Yet, is mathematics truly a language, like English or Chinese? To answer the question, it helps to know what language is and how the vocabulary and grammar of mathematics are used to construct sentences.

Key Takeaways: Why Math is a Language

• In order to be considered a language, a system of communication must have vocabulary, grammar, syntax, and people who use and understand it.
• Mathematics meets this definition of a language. Linguists who don't consider math a language cite its use as a written rather than spoken form of communication.
• Math is a universal language. The symbols and organization to form equations are the same in every country of the world.

What Is a Language?

There are multiple definitions of " language ." A language may be a system of words or codes used within a discipline. Language may refer to a system of communication using symbols or sounds. Linguist Noam Chomsky defined language as a set of sentences constructed using a finite set of elements. Some linguists believe language should be able to represent events and abstract concepts.

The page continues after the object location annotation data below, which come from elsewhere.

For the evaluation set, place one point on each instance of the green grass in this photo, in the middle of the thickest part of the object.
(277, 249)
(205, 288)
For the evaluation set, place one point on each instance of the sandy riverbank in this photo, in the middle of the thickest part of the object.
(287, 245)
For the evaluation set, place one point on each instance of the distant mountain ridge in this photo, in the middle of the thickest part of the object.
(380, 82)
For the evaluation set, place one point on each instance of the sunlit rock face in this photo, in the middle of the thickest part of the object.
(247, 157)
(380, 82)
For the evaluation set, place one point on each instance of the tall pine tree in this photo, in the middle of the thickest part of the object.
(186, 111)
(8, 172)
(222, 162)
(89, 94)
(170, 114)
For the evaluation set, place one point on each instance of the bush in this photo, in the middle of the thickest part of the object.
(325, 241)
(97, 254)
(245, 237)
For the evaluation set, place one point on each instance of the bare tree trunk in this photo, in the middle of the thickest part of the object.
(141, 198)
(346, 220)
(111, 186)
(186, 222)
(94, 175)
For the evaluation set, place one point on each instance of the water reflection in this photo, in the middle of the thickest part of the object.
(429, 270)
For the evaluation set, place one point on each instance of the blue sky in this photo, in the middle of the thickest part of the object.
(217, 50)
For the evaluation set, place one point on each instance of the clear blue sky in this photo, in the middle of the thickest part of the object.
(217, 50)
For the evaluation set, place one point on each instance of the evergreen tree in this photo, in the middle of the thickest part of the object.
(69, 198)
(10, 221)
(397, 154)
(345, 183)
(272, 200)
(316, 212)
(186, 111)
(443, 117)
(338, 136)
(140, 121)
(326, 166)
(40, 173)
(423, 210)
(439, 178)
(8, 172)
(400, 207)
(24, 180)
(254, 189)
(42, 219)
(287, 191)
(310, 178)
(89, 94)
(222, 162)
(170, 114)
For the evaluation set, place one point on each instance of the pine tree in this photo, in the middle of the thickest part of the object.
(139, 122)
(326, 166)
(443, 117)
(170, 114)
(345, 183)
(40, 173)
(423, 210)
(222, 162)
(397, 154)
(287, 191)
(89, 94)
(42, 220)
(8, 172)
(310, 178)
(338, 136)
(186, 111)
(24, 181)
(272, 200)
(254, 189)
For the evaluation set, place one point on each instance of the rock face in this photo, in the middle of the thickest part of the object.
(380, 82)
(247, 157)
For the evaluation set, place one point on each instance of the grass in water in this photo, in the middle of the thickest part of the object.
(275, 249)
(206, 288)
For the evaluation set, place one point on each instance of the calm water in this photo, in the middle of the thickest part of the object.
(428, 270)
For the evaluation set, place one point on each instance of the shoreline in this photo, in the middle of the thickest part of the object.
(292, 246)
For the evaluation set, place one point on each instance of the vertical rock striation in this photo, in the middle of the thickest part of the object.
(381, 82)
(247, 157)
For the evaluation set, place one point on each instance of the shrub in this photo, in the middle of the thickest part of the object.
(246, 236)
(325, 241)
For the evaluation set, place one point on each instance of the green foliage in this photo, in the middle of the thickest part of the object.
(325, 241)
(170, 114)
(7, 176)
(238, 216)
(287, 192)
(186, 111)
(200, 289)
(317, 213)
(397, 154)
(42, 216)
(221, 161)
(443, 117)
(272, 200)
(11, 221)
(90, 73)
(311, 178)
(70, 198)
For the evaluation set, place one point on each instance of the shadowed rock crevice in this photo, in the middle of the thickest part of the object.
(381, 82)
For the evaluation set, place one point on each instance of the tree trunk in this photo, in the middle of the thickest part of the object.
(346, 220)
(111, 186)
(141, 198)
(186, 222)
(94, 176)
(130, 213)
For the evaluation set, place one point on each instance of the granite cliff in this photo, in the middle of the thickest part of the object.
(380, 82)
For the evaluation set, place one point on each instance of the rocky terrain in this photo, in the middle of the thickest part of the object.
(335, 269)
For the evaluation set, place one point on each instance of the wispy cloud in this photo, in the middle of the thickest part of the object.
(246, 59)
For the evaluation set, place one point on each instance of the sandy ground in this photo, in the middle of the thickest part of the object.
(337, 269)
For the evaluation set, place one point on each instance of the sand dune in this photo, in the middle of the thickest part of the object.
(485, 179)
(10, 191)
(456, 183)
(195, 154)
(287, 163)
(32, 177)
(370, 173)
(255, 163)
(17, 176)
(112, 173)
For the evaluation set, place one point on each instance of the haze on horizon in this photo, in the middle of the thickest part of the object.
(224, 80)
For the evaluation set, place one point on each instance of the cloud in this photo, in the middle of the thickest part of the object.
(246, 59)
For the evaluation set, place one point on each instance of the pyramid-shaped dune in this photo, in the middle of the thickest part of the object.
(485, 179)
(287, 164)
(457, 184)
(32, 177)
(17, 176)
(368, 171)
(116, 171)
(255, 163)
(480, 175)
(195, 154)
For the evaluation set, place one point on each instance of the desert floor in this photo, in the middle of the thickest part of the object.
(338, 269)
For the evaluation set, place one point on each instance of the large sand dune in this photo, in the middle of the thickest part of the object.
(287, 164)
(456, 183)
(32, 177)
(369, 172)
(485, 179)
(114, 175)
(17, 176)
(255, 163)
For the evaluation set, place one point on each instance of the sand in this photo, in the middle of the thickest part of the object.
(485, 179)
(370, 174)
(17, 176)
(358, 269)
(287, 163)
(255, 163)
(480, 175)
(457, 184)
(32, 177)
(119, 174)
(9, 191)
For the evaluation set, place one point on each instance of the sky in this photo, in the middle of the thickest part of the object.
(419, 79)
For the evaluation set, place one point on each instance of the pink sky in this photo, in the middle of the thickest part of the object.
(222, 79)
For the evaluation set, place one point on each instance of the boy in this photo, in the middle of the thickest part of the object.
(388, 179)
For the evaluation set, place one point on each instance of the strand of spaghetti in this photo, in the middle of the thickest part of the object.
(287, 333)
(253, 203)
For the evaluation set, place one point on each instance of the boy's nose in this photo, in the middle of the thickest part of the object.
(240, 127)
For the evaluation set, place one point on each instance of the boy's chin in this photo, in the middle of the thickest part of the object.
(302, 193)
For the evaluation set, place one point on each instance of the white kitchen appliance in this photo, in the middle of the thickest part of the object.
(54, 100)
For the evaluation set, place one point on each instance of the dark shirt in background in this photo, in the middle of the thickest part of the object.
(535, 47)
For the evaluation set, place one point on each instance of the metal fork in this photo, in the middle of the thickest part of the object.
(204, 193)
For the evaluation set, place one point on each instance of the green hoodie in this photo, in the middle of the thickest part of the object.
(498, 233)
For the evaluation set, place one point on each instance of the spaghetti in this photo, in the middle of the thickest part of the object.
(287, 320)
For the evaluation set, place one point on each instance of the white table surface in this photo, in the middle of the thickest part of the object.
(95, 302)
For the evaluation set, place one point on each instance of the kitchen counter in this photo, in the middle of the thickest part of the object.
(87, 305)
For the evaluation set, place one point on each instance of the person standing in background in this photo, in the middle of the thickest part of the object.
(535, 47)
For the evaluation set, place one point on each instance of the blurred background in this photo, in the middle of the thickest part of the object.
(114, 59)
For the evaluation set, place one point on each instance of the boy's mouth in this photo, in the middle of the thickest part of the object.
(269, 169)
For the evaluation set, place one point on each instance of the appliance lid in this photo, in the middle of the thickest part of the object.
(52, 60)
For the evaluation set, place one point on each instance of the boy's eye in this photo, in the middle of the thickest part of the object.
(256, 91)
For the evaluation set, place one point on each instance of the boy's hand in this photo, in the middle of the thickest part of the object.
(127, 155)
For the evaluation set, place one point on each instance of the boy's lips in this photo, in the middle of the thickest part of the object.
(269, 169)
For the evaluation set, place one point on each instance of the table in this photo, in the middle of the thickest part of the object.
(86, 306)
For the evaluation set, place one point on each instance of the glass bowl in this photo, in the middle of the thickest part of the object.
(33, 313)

Whichever definition is used, a language contains the following components:

• There must be a vocabulary of words or symbols.
• Meaning must be attached to the words or symbols.
• A language employs grammar , which is a set of rules that outline how vocabulary is used.
• A syntax organizes symbols into linear structures or propositions.
• A narrative or discourse consists of strings of syntactic propositions.
• There must be (or have been) a group of people who use and understand the symbols.

Mathematics meets all of these requirements. The symbols, their meanings, syntax, and grammar are the same throughout the world. Mathematicians, scientists, and others use math to communicate concepts. Mathematics describes itself (a field called meta-mathematics), real-world phenomena, and abstract concepts.

Vocabulary, Grammar, and Syntax in Mathematics

The vocabulary of math draws from many different alphabets and includes symbols unique to math. A mathematical equation may be stated in words to form a sentence that has a noun and a verb, just like a sentence in a spoken language. For example:

3 + 5 = 8

could be stated as "Three added to five equals eight."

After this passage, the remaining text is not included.